Twenty Chinese men, including several on the country's richest list, paid US$8,000 a head to attend a matchmaking party with 30 "single young beauties", state media said yesterday.

The controversial party was held at a luxury European-style villa in Shanghai, the birthplace of China's Communist Party. Guests arrived in stretch limousines and disguised their identities by wearing a face mask, some even using a paper bag.

The women, chosen for their "looks, kindness, thought and taste", were selected from thousands of candidates. The social network website which organised the event has drawn criticism for treating women as objects but Tan Chao, the site's marketing director, said, "For those who pay most, we will try different means, not within our own club, until we find them the right one."

Cyber granny

Maria Amelia Lopez, a Spanish great grandmother of 95, has become a cyber celebrity after her grandson gave her a blog.

With 60,000 regular readers, Ms Lopez's homely mix of memory and chat on her blog has put her back in touch with the younger generation.

"No one pays any attention to old women any more. But I was surprised by the internet, because young people who were 18 years of age, or 14 or 15, tell me about their lives and what they think and ask my advice."

On her blog she makes references to her youthful good looks, "Ah, how pretty I was, and how little I realised it. I had a very happy youth. Young men were different back then. They brought us flowers, gardenias, violets, chocolates.
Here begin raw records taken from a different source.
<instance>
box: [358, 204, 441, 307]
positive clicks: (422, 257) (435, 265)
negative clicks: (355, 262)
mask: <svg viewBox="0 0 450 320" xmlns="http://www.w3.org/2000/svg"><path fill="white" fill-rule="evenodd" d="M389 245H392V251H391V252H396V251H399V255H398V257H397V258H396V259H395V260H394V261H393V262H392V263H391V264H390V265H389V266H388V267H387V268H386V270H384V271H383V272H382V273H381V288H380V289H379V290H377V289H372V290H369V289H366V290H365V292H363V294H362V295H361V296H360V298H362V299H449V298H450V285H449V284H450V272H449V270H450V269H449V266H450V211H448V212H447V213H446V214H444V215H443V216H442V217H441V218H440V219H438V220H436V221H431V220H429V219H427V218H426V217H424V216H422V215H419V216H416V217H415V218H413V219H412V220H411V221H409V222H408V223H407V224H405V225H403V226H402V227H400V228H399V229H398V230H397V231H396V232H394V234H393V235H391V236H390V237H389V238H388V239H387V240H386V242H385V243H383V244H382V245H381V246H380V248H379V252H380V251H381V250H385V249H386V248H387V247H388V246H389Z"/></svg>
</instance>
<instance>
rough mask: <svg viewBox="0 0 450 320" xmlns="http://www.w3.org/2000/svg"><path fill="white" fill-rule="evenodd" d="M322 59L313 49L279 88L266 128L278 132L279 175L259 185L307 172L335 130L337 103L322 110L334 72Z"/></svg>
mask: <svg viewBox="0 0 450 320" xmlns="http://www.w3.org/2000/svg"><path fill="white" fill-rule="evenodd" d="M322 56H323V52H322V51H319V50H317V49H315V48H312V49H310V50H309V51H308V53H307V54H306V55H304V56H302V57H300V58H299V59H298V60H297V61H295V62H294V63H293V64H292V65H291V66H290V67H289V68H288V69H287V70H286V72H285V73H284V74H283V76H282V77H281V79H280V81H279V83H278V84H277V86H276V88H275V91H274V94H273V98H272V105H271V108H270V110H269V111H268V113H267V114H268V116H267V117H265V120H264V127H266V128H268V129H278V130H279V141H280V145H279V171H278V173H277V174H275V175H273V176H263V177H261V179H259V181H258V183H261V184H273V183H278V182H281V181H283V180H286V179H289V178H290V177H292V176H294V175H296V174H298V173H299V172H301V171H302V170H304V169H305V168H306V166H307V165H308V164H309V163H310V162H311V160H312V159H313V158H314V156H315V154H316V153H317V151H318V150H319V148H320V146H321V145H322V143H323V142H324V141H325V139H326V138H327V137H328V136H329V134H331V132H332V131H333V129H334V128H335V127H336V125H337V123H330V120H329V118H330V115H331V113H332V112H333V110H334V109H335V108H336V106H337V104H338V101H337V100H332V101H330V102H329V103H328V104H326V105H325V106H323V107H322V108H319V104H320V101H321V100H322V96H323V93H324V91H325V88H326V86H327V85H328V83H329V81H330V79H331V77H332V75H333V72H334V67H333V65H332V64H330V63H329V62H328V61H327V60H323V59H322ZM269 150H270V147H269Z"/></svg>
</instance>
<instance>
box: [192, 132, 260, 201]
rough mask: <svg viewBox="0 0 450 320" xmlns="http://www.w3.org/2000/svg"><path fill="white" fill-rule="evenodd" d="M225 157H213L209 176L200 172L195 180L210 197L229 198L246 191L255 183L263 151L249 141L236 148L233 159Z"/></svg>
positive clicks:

Not like the foul-mouthed bunch today."

Goat thief ordered to say sorry

An Australian woman who stole a goat and was involved in slaughtering it in a mock Satanic ritual, was ordered by a court yesterday to apologise to the church and the dead goat's owners.

Tracey Arnold, 26, was drinking with friends at a Friday the 13th party last year when she decided to steal the pet goat from the garden of a house in Brisbane. The partygoers then broke into a local church, dragging the goat and killed it in a mock Satanic ritual.
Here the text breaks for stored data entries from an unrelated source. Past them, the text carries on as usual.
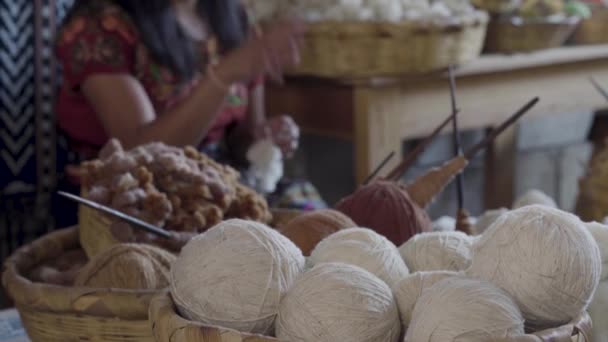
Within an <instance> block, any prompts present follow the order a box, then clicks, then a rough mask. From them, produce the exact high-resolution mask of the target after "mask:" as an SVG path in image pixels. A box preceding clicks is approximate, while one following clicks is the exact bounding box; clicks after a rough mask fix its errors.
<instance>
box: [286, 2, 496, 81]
mask: <svg viewBox="0 0 608 342" xmlns="http://www.w3.org/2000/svg"><path fill="white" fill-rule="evenodd" d="M487 23H488V16H487V14H486V13H485V12H481V11H479V12H476V13H475V14H472V15H469V16H466V17H463V18H450V19H446V20H442V21H405V22H400V23H374V22H366V23H361V22H356V23H355V22H323V23H315V24H310V26H308V29H307V32H306V34H305V37H304V47H303V48H302V50H301V62H300V64H299V65H298V66H297V67H295V68H293V69H291V70H288V71H287V73H288V74H290V75H309V76H318V77H331V78H363V77H372V76H394V75H403V74H410V73H418V72H428V71H433V70H438V69H443V68H446V67H448V66H449V65H451V64H462V63H466V62H469V61H471V60H474V59H476V58H477V57H478V56H479V54H480V53H481V50H482V47H483V41H484V38H485V34H486V28H487Z"/></svg>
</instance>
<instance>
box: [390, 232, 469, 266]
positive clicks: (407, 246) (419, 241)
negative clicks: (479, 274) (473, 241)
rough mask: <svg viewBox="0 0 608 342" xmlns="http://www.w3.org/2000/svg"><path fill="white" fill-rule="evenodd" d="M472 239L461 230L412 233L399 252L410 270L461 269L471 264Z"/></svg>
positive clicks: (399, 249) (399, 247)
mask: <svg viewBox="0 0 608 342" xmlns="http://www.w3.org/2000/svg"><path fill="white" fill-rule="evenodd" d="M471 247H472V239H471V237H470V236H468V235H466V234H465V233H462V232H432V233H422V234H418V235H414V237H412V238H411V239H409V240H408V241H407V242H406V243H404V244H403V245H402V246H401V247H399V253H400V254H401V257H402V258H403V260H405V264H406V265H407V267H408V268H409V270H410V272H420V271H462V270H465V269H466V268H467V267H469V265H470V264H471Z"/></svg>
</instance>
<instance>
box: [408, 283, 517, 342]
mask: <svg viewBox="0 0 608 342" xmlns="http://www.w3.org/2000/svg"><path fill="white" fill-rule="evenodd" d="M523 333H524V320H523V318H522V315H521V313H520V311H519V309H518V308H517V305H516V304H515V303H514V302H513V300H512V299H511V298H510V297H509V295H508V294H507V293H505V292H504V291H503V290H501V289H499V288H497V287H496V286H494V285H492V284H490V283H488V282H484V281H479V280H473V279H466V278H460V277H452V278H448V279H444V280H442V281H440V282H438V283H437V284H435V285H433V286H432V287H431V288H430V289H428V290H426V291H424V293H423V294H422V297H420V299H419V300H418V303H416V307H415V309H414V312H413V313H412V321H411V324H410V327H409V329H408V331H407V335H406V336H405V341H411V342H418V341H425V342H445V341H463V342H464V341H467V342H487V341H493V340H494V339H500V338H506V337H510V336H519V335H522V334H523Z"/></svg>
Ms Arnold's lawyer said that when his client drank alcohol she made poor decisions but the magistrate ordered her to apologise to the goat's owners and the Community Church and undergo psychiatric treatment. She was also ordered to pay compensation to the goat's owners and for damage caused to the church.

Trabant is German cult object

When Martin Teucher drives his car, it's the thumping bass in his Trabant's backseat that keeps him awake.
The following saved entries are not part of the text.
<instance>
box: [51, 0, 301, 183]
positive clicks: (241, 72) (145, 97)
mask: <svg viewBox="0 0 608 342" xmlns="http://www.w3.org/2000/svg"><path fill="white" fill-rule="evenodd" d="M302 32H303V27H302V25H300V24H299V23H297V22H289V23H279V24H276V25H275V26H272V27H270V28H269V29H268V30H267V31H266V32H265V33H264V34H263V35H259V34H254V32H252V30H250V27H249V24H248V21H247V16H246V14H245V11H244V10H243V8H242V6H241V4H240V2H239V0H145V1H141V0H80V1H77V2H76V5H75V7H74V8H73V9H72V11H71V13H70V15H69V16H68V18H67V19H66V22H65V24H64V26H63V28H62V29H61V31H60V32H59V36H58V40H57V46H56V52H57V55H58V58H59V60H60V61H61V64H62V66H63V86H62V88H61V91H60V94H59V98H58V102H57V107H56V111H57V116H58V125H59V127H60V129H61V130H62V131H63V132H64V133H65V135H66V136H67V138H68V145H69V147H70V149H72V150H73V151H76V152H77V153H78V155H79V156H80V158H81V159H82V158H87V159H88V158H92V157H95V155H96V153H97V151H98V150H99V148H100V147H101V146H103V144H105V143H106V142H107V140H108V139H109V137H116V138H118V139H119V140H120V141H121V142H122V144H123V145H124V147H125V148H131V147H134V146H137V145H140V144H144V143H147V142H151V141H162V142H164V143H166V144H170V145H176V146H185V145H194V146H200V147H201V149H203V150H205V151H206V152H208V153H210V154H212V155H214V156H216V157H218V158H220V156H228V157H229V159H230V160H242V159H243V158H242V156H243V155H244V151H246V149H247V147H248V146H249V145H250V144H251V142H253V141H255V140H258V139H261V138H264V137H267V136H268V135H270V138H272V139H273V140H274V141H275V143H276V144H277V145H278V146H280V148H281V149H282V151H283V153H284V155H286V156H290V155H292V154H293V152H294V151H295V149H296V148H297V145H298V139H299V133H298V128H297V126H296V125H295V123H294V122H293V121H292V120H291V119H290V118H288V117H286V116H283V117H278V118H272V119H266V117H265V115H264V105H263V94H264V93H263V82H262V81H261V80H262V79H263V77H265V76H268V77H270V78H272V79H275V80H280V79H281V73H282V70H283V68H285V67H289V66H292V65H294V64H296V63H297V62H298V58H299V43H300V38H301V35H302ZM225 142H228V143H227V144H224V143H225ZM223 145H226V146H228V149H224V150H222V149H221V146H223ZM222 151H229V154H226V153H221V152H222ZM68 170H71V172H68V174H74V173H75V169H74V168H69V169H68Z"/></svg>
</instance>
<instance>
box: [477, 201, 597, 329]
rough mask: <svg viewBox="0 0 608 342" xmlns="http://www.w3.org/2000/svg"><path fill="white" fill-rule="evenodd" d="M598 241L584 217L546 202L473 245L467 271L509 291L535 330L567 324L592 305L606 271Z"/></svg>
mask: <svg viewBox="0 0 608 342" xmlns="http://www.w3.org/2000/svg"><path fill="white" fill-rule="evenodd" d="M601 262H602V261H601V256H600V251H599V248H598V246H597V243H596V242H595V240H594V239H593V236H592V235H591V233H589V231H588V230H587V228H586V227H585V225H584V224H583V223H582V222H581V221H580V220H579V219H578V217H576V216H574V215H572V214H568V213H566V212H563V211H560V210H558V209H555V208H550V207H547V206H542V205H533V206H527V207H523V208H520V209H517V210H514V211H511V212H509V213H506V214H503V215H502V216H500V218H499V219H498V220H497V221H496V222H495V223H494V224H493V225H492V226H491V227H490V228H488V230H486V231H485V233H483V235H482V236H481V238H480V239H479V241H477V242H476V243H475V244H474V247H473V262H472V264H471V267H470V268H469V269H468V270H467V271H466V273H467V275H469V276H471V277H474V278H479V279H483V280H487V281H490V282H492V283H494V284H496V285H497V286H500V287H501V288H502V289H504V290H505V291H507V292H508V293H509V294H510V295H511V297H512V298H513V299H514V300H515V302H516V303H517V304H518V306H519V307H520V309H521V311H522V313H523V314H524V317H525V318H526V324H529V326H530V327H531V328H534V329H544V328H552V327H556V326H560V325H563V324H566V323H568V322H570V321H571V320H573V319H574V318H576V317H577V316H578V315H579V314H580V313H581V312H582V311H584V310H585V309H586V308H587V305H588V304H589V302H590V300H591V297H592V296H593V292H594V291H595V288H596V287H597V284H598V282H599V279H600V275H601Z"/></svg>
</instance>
The 24-year-old from Bruchmuehle has tuned his 1980 "Trabi", the smelly two-cylinder symbol of communist East Germany, into the hip-hop generation as fifty years after the first Trabant rolled off an assembly line, the boxy vehicle has become the focus of a cheap-chic hot rod culture.

The Trabant was designed as the communist answer to the Volkswagen Beetle but it was built on the cheap until production halted in 1991. The car clattered at a top speed of 100 kph, trailing a distinctive odour of mixed petrol and oil. Consumers didn't get to choose their colour, and if you crashed your Trabi you might wind up with replacement parts that didn't match.

Super-dry Tibetan autumn

Moisture has become a luxury in the Tibetan capital of Lhasa where many locals are waking up to nosebleeds in the dry autumn as the Himalayan region faces a growing threat of global warming.

As it stands, there is little water component in the air in the Sunlight City which sits at 3,700 metres above sea level, making the weather extremely dry and things flammable, according to the Lhasa Observatory which has reported record low humidity in Lhasa since October.

Tibet, is heating up faster than anywhere else in the world and scientists have warned that the warming Qinghai-Tibet plateau will melt glaciers, dry up major Chinese rivers and trigger drought, sandstorms and desertification.